1. What are your golden rules to successful maintenance?

I've found that sticking to a monthly calorie average rather than a daily one gives me the flexibility I need. If I go over my limit for a week, I know I have time to balance it out. This approach prevents me from being too harsh on myself for one bad day. For instance, my goal for June is to maintain a daily average of 1550 calories.This method has been crucial for my success.
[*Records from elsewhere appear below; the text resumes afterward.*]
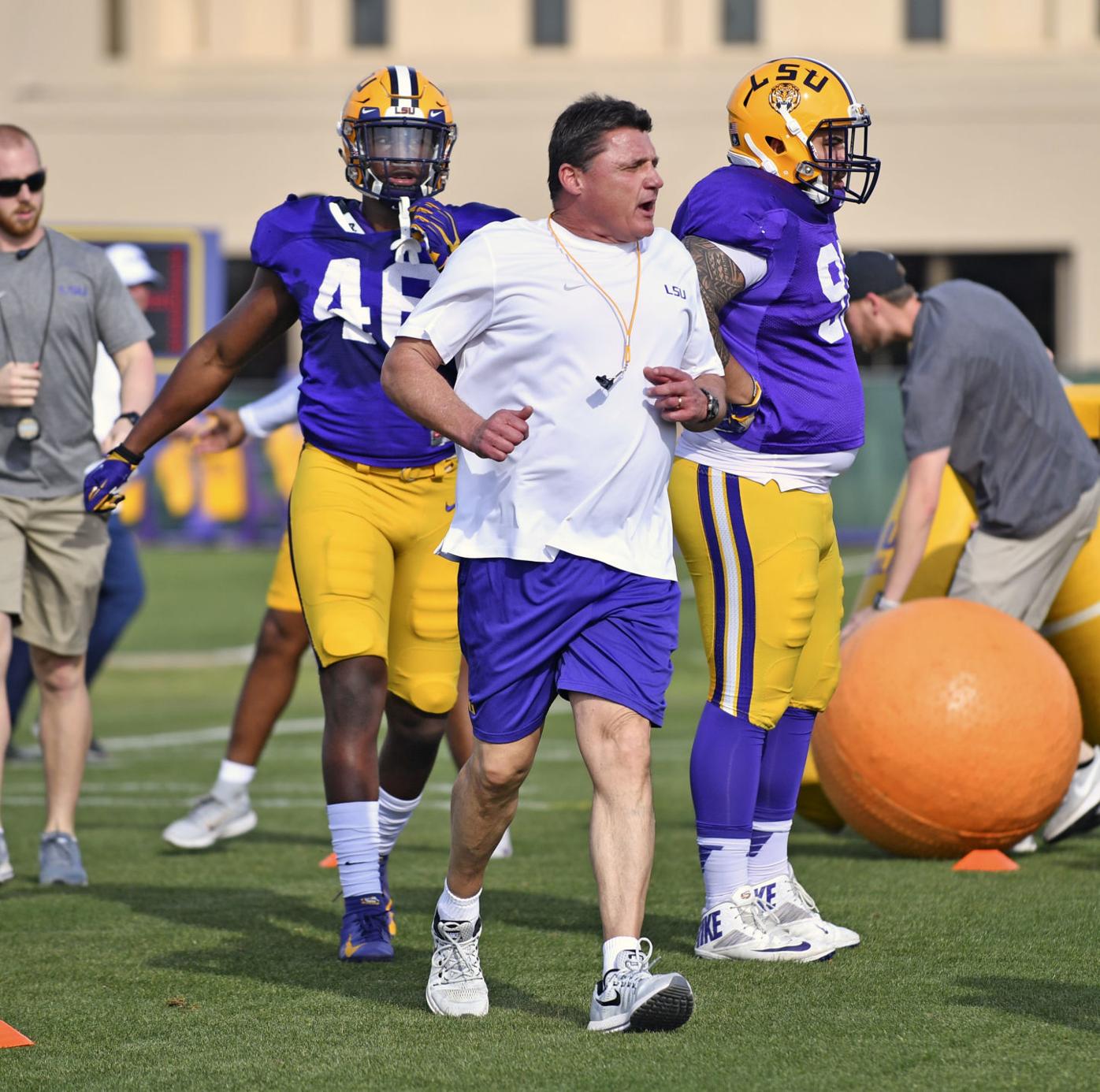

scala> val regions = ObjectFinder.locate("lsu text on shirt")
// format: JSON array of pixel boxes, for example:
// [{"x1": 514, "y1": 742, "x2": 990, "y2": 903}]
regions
[{"x1": 399, "y1": 219, "x2": 722, "y2": 580}]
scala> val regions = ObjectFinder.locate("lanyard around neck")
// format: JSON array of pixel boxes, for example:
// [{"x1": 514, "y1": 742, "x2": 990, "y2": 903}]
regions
[
  {"x1": 0, "y1": 231, "x2": 58, "y2": 367},
  {"x1": 547, "y1": 212, "x2": 641, "y2": 380}
]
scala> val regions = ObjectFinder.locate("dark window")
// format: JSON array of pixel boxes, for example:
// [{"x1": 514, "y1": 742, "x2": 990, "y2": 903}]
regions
[
  {"x1": 103, "y1": 0, "x2": 127, "y2": 58},
  {"x1": 531, "y1": 0, "x2": 569, "y2": 45},
  {"x1": 722, "y1": 0, "x2": 756, "y2": 42},
  {"x1": 905, "y1": 0, "x2": 944, "y2": 42},
  {"x1": 225, "y1": 258, "x2": 287, "y2": 381},
  {"x1": 351, "y1": 0, "x2": 386, "y2": 45}
]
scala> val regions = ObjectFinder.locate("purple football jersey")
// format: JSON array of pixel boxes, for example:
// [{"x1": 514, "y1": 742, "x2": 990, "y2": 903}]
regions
[
  {"x1": 252, "y1": 195, "x2": 515, "y2": 466},
  {"x1": 672, "y1": 166, "x2": 864, "y2": 454}
]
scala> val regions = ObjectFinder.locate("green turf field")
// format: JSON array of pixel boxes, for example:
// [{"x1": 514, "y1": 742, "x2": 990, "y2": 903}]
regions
[{"x1": 0, "y1": 550, "x2": 1100, "y2": 1092}]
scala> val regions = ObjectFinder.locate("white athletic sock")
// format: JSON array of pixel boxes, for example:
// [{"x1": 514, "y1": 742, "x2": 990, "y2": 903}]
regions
[
  {"x1": 436, "y1": 880, "x2": 481, "y2": 922},
  {"x1": 325, "y1": 800, "x2": 381, "y2": 898},
  {"x1": 604, "y1": 937, "x2": 641, "y2": 975},
  {"x1": 378, "y1": 789, "x2": 420, "y2": 856},
  {"x1": 749, "y1": 819, "x2": 791, "y2": 883},
  {"x1": 217, "y1": 759, "x2": 256, "y2": 792},
  {"x1": 697, "y1": 838, "x2": 749, "y2": 909}
]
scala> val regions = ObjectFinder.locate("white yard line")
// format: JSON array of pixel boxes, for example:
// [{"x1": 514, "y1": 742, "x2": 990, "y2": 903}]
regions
[{"x1": 108, "y1": 644, "x2": 255, "y2": 670}]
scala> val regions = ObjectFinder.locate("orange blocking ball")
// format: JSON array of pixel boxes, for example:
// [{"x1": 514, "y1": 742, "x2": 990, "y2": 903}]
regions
[{"x1": 814, "y1": 600, "x2": 1081, "y2": 856}]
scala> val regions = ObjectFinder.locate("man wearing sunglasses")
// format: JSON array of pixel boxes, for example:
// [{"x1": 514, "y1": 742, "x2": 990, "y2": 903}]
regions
[{"x1": 0, "y1": 124, "x2": 154, "y2": 886}]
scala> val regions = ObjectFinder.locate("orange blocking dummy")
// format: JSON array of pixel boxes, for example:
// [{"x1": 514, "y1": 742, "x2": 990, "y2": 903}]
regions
[{"x1": 814, "y1": 600, "x2": 1081, "y2": 858}]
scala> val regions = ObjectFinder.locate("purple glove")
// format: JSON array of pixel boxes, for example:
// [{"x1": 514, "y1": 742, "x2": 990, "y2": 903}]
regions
[{"x1": 84, "y1": 443, "x2": 142, "y2": 511}]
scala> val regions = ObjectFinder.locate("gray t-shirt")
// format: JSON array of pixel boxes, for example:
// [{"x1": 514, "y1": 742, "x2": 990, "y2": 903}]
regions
[
  {"x1": 901, "y1": 280, "x2": 1100, "y2": 539},
  {"x1": 0, "y1": 228, "x2": 153, "y2": 498}
]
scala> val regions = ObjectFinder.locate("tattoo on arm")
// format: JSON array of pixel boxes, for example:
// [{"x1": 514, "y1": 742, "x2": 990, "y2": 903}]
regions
[{"x1": 682, "y1": 236, "x2": 745, "y2": 367}]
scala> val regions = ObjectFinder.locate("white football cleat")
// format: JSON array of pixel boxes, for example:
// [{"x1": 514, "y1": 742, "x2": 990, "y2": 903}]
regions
[
  {"x1": 753, "y1": 872, "x2": 859, "y2": 948},
  {"x1": 161, "y1": 789, "x2": 258, "y2": 849},
  {"x1": 589, "y1": 937, "x2": 695, "y2": 1031},
  {"x1": 425, "y1": 914, "x2": 489, "y2": 1016},
  {"x1": 0, "y1": 830, "x2": 16, "y2": 883},
  {"x1": 695, "y1": 884, "x2": 836, "y2": 964},
  {"x1": 1042, "y1": 747, "x2": 1100, "y2": 841}
]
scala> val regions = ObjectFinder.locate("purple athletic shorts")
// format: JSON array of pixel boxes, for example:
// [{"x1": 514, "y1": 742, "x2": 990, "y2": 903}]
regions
[{"x1": 459, "y1": 553, "x2": 680, "y2": 744}]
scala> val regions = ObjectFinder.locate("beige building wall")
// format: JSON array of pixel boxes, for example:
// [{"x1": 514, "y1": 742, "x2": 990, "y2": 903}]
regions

In the past, focusing on daily or weekly limits led to self-criticism and was counterproductive. It took some time, but I’ve learned that this is a life long game. By being kinder to myself. I've made much more progress. Even naturally thin people overeat occasionally; the difference is they don't punish themselves or give up.

2. How did you manage the mental shift (navigating fear and uncertainty) while transitioning to maintenance?

The shift for me came pretty naturally. I eased into it slow. I remember in the beginning that if I lost a pound or so that month I would adjust my calorie intake, small increments so I wouldn't get used to too high of calories. It's always a slippery slope when you have a history of overeating. I adjusted it month to month, until I got to the point that my weight was stable month to month.

3. How much indulgence do you actually allow yourself? I don't have any absolutes. I do try to eat healthy 80/20. I try to eat 5-8 servings a day of fruits and vegetables.